Depuis le Printemps arabe, la chaîne qatarie, Al-Jazira, voit son audience progressivement grignotée par ses jeunes concurrentes nationales. Analyse d'un rapport interne confidentiel.

« The revolution will not be televised », clamait Gil Scott-Heron, le poète rappeur américain mort en mai 2011, au moment où Al-Jazira était portée par le vent printanier soufflant sur l’Afrique du Nord. Aujourd’hui, Al-Jazira est en nette perte de vitesse dans tous les pays du Maghreb, selon un rapport confidentiel interne. Présentée comme le média des révolutions arabes, la chaîne qatarie subit la concurrence accrue des chaînes nationales, revigorées par les soulèvements populaires et une parole libérée.

Le document, daté du 9 février 2013, donne des chiffres précis de mesure d’audience pour 2012. Alors qu’elle maintient globalement son avance sur sa concurrente directe saoudienne, Al-Arabiya, la chaîne du Qatar perd pied en Afrique du Nord, de l’Égypte au Maroc, avec un effondrement très net en Tunisie. En Égypte, Al-Jazira a été terrassée par la télévision locale privée ONTV, lancée en 2009 par le milliardaire copte Naguib Sawiris, vendue en décembre dernier au producteur tunisien Tarak Ben Ammar. En janvier 2012, ONTV dépassait les 10 millions d’auditeurs uniques par jour, alors qu’Al-Jazira restait au-­dessous de la barre des 3 millions. Plus impressionnante encore, la percée d’Ennahar TV en Algérie. Lancée en septembre 2012 par le quotidien arabophone éponyme, cette télévision satellitaire dépasse Al-Jazira deux mois plus tard. Cette dernière prend le phénomène très au sérieux et a commandé une étude plus fouillée pour le premier trimestre 2013. Dans la Libye post-Kadhafiste, Al-Jazira est ironiquement distancée, en novembre dernier, par Libya Al-Ahrar : une chaîne locale créée grâce au soutien du Qatar. Son fondateur libyen, Mahmoud Shammam, est un proche de l’émir et a même siégé au sein du conseil d’administration de la chaîne qatarie. Du côté de la Tunisie, berceau du Printemps arabe, la « CNN arabe » est aussi en fort recul. Son audience a été divisée par cinq en un an, s’établissant à 200 000 spectateurs en moyenne au quatrième trimestre 2012. Au Maroc aussi, l’audience recule nettement, de 2,5 millions à 1,8 million.

Pluralisme

Dans chacun de ces pays, au moins une télévision locale s’est affirmée. Pour Mohammed El Oifi, spécialiste des médias arabes et maître de conférences à Sciences-Po, « le recul d’Al-Jazira au Maghreb s’explique d’abord par le changement de contexte politique ». Pendant quinze ans, la chaîne qatarie a joué le rôle de « scène politique de substitution » dans un contexte autoritaire. Mais au fur et à mesure que le pluralisme et le débat politique reprennent leurs droits, l’avantage relatif d’Al-Jazira s’estompe. « Le téléspectateur arabe est un acteur rationnel, observe El Oifi. En Tunisie, il est logique que les citoyens regardent moins Al-Jazira puisqu’ils trouvent leur compte dans un paysage médiatique plus ouvert. »
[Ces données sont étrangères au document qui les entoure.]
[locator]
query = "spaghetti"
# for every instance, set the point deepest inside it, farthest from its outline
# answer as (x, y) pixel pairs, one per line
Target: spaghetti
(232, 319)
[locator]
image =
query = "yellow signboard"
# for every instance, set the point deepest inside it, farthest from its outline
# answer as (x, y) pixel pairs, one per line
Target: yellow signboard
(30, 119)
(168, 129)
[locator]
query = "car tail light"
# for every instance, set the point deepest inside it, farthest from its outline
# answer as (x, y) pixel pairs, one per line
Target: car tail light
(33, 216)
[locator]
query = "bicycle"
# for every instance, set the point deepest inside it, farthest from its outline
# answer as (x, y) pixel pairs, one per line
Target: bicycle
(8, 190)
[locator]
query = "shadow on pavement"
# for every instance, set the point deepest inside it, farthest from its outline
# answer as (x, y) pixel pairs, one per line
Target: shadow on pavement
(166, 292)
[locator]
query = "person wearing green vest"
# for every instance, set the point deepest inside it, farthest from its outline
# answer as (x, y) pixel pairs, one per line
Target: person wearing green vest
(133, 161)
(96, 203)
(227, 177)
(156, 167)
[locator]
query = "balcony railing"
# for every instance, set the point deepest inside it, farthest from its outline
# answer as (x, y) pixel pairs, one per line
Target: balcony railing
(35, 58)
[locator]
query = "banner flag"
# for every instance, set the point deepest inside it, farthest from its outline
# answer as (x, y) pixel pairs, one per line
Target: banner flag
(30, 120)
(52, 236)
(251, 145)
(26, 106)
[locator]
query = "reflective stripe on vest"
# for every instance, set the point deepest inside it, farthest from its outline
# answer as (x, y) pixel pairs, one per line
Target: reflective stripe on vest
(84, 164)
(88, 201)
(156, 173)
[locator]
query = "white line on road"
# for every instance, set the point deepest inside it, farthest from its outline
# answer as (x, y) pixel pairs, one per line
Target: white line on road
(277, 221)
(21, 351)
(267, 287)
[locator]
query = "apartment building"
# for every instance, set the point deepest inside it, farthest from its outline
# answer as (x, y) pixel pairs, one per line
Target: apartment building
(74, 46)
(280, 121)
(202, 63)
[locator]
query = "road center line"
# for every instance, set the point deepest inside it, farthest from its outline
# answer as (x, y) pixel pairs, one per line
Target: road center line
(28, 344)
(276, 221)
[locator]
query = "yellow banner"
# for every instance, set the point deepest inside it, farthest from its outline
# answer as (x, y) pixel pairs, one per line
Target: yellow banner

Dans ce pays, mais aussi chez les voisins, la télé du présentateur vedette Ahmed Mansour et du « cheikh cathodique » Youssef al-Qaradawi est associée – à juste titre – aux Frères musulmans. Ceux-là ont toujours été représentés en force dans la rédaction, et, en interne, le point de rupture a visiblement été la couverture du conflit en Syrie. « La situation dans ce pays est devenue une véritable obsession pour le directeur de l’information de la chaîne », indique un bon connaisseur. Un temps pressenti pour prendre la tête de la rédaction, Ghassan Ben Jeddou a d’ailleurs quitté Al-Jazira pour cette raison en avril 2011. Il a depuis fondé Al-Mayadeen, qui, aux côtés de Sky News Arabia, se positionne comme un nouveau challenger panarabe d’Al-Jazira.